Barang itu harus seluruhnya atau sebagian milik orang lain.
Pengambilan itu harus dilakukan dengan maksud untuk memiliki barang itu dengan melawan hukum (melawan hak).
Dilihat dari unsur-unsur dilakukan tindak pidana pencurian di atas, maka dapat diketahui barang kepunyaan orang lain yang diambil secara melawan hukum merupakan barang hasil kejahatan.
Karena telah dilakukan upaya persuasif dan belakangan diketahui laptop istri Anda telah digadaikan, maka terdapat dugaan bahwa si sopir angkot sedari awal berniat untuk mengambil, memiliki, bahkan menggadaikan laptop tersebut secara melawan hukum. Sehingga istri Anda berhak melaporkan si sopir angkot ke pihak kepolisian setempat atas peristiwa pencurian laptop.
Tindak Pidana Penadahan
Adapun pihak penerima gadai atas laptop juga dapat dilaporkan atas dugaan tindak pidana penadahan sebagaimana diatur dalam Pasal 480 KUHP atau Pasal 591UU 1/2023 sebagai berikut:
Pasal 480 KUHP
Pasal 591 UU 1/2023
Diancam dengan pidana penjara paling lama 4 tahun atau pidana denda paling banyak Rp900 ribu:[6]

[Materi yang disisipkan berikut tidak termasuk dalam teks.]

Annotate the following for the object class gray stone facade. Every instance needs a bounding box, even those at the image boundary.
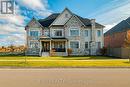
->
[26,9,103,56]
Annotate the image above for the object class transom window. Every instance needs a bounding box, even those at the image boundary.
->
[30,31,38,37]
[54,30,62,36]
[70,29,79,36]
[70,41,79,48]
[97,30,101,37]
[84,30,88,37]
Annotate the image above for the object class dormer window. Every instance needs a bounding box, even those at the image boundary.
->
[54,30,63,37]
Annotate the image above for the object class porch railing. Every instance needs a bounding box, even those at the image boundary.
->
[52,48,66,52]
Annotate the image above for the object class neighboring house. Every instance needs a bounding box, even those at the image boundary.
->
[104,17,130,57]
[25,8,104,56]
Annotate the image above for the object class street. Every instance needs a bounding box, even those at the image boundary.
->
[0,68,130,87]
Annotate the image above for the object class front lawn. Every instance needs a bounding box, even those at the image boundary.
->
[0,56,130,68]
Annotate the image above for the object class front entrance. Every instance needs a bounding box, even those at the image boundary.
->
[42,42,50,52]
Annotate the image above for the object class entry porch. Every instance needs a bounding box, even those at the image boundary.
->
[39,38,68,56]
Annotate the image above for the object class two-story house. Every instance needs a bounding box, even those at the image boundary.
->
[25,8,104,56]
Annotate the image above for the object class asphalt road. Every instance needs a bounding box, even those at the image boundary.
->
[0,68,130,87]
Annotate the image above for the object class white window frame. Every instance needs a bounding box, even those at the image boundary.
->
[29,30,40,37]
[52,29,64,37]
[69,40,80,49]
[84,29,89,37]
[84,41,89,49]
[69,28,80,36]
[29,40,40,48]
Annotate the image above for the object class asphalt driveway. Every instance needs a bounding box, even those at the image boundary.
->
[0,68,130,87]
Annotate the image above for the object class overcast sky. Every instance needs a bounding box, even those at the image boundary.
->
[0,0,130,46]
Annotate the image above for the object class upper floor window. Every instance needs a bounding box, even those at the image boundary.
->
[30,31,38,37]
[97,42,101,48]
[70,41,79,48]
[70,29,79,36]
[65,14,68,18]
[97,30,101,37]
[54,30,62,36]
[30,42,38,48]
[84,30,88,37]
[85,42,88,49]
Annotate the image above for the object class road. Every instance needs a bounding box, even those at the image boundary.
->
[0,68,130,87]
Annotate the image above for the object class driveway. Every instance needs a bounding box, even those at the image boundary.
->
[0,68,130,87]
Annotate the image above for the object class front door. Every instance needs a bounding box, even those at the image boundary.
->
[42,42,50,52]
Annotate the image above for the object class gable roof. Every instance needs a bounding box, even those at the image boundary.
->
[27,8,104,27]
[38,13,60,27]
[104,17,130,36]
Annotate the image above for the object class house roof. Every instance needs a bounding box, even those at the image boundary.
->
[104,17,130,36]
[38,13,60,27]
[38,13,104,27]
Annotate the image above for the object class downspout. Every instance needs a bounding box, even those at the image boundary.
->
[90,19,95,55]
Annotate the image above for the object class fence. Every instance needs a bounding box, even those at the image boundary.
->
[0,52,25,56]
[107,48,130,58]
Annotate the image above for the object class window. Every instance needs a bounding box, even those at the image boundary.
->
[84,30,88,37]
[85,42,88,49]
[70,29,79,36]
[65,14,68,18]
[30,31,38,37]
[97,30,101,37]
[70,41,79,48]
[97,42,101,48]
[54,30,62,36]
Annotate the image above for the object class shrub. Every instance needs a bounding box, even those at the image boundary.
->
[67,48,72,56]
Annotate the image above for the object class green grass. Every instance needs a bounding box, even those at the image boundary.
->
[0,56,130,67]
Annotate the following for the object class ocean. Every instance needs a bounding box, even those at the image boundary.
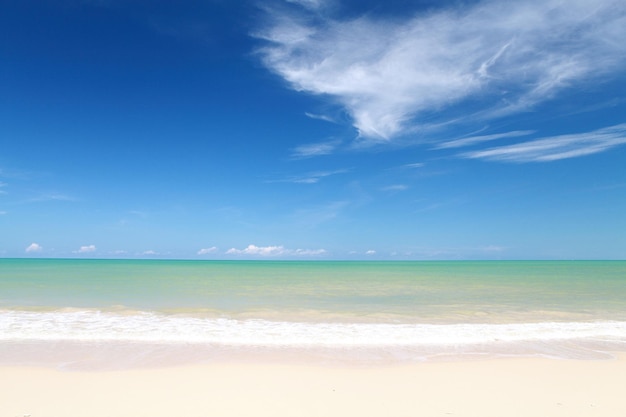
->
[0,259,626,369]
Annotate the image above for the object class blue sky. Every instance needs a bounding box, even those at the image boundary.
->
[0,0,626,259]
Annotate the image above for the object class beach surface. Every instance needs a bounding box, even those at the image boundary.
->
[0,354,626,417]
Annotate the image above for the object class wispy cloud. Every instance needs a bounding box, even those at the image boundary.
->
[435,130,535,149]
[382,184,409,192]
[226,245,327,257]
[270,169,349,184]
[304,112,336,123]
[254,0,626,141]
[460,124,626,162]
[291,142,338,159]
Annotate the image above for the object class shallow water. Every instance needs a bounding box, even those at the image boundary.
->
[0,259,626,363]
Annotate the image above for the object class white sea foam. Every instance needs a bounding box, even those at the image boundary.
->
[0,310,626,348]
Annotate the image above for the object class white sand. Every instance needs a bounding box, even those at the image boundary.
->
[0,355,626,417]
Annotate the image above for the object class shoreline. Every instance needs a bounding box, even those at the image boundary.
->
[0,353,626,417]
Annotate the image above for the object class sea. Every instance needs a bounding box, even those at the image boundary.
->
[0,259,626,369]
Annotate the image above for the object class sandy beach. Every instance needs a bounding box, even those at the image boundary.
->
[0,355,626,417]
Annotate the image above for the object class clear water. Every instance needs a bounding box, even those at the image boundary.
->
[0,259,626,368]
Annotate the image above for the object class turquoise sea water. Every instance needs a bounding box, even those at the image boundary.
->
[0,259,626,366]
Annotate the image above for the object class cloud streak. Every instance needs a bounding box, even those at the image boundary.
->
[460,124,626,162]
[254,0,626,141]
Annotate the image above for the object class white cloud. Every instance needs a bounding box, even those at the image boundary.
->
[226,245,326,256]
[291,142,337,158]
[255,0,626,140]
[198,246,217,255]
[382,184,409,191]
[435,130,535,149]
[460,124,626,162]
[26,243,43,253]
[74,245,96,253]
[273,169,349,184]
[402,162,425,168]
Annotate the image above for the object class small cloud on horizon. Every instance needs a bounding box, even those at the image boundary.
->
[226,245,327,256]
[197,246,217,255]
[26,243,43,253]
[74,245,96,253]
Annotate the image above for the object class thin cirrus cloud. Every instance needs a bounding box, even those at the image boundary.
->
[460,124,626,162]
[291,142,337,159]
[271,169,349,184]
[253,0,626,141]
[226,245,326,256]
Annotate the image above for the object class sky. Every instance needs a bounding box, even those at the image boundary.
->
[0,0,626,260]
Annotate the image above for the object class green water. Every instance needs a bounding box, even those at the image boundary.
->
[0,259,626,323]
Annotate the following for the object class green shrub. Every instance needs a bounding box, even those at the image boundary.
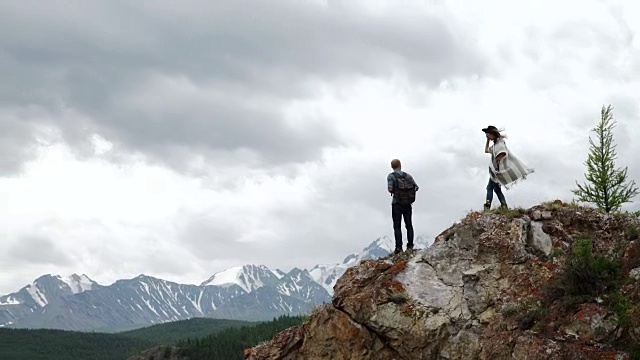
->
[548,239,624,307]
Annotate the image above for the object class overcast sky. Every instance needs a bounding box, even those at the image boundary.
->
[0,0,640,294]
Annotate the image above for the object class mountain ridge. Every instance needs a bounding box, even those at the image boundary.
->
[0,236,428,331]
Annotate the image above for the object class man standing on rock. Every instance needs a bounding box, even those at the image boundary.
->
[482,125,534,210]
[387,159,418,254]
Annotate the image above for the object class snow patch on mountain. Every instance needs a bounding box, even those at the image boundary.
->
[0,296,21,306]
[201,265,282,293]
[56,274,96,294]
[309,236,433,294]
[26,283,49,307]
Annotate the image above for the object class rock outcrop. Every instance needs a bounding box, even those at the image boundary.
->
[245,202,640,360]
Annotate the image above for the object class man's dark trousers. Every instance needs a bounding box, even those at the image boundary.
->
[391,204,413,250]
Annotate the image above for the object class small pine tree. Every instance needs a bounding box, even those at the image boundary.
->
[572,105,638,213]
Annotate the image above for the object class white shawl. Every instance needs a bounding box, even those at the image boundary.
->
[489,139,535,189]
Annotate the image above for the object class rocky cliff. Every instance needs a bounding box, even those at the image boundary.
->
[245,201,640,360]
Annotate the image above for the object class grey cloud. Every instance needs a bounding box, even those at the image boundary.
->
[6,235,72,266]
[0,1,484,173]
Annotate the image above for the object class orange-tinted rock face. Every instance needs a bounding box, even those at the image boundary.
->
[245,203,640,360]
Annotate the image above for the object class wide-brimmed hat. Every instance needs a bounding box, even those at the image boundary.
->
[482,125,500,134]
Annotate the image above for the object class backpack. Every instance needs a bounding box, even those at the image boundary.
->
[393,173,416,205]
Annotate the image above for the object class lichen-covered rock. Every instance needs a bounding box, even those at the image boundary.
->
[247,202,640,360]
[564,304,619,342]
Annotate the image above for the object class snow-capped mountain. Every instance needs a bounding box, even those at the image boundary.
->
[0,236,430,331]
[10,275,246,331]
[7,265,331,331]
[309,235,433,294]
[200,265,284,293]
[0,274,99,327]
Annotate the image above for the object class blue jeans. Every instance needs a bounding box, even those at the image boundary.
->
[486,179,507,205]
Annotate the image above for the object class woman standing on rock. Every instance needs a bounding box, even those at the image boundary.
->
[482,125,534,210]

barang siapa membeli, menyewa, menukar, menerima gadai, menerima hadiah, atau untuk menarik keuntungan, menjual, menyewakan, menukarkan, menggadaikan, mengangkut, meyimpan atau menyembunyikan sesuatu benda, yang diketahui atau sepatutnya harus diduga bahwa diperoleh dari kejahatan penadahan;
barang siapa menarik keuntungan dari hasil sesuatu benda, yang diketahuinya atau sepatutnya harus diduga bahwa diperoleh dari kejahatan.
Dipidana karena penadahan dengan pidana penjara paling lama 4 tahun atau pidana denda paling banyak kategori V yaitu Rp500 juta,[7] setiap orang yang:
membeli, menawarkan, menyewa, menukarkan, menerima jaminan atau gadai, menerima hadiah atau untuk menarik keuntungan, menjual, menyewakan, menukarkan, menggadaikan, mengangkut, menyimpan atau menyembunyikan suatu benda yang diketahui atau patut diduga bahwa benda tersebut diperoleh dari tindak pidana; atau
menarik keuntungan dari hasil suatu benda, yang diketahui atau patut diduga bahwa benda tersebut diperoleh dari tindak pidana.
Barang yang dibeli dengan harga yang tidak sesuai harga pasar patut diduga bahwa barang tersebut diperoleh dari kejahatan.
Sebagaimana telah diuraikan di atas, sebaiknya Anda terlebih dahulu menanyakan kepada pihak penerima gadai mengenai siapa yang menggadaikan laptop, apabila ternyata si sopir angkot yang menggadaikan, berarti benar si sopir angkot telah melakukan pencurian dan penerima gadai sebagai penadah.
Namun demikian, kami tetap menyarankan agar Anda memastikan kembali dan mengumpulkan bukti yang cukup terkait kebenaran sopir angkot yang mencuri dan menggadaikan laptop Anda.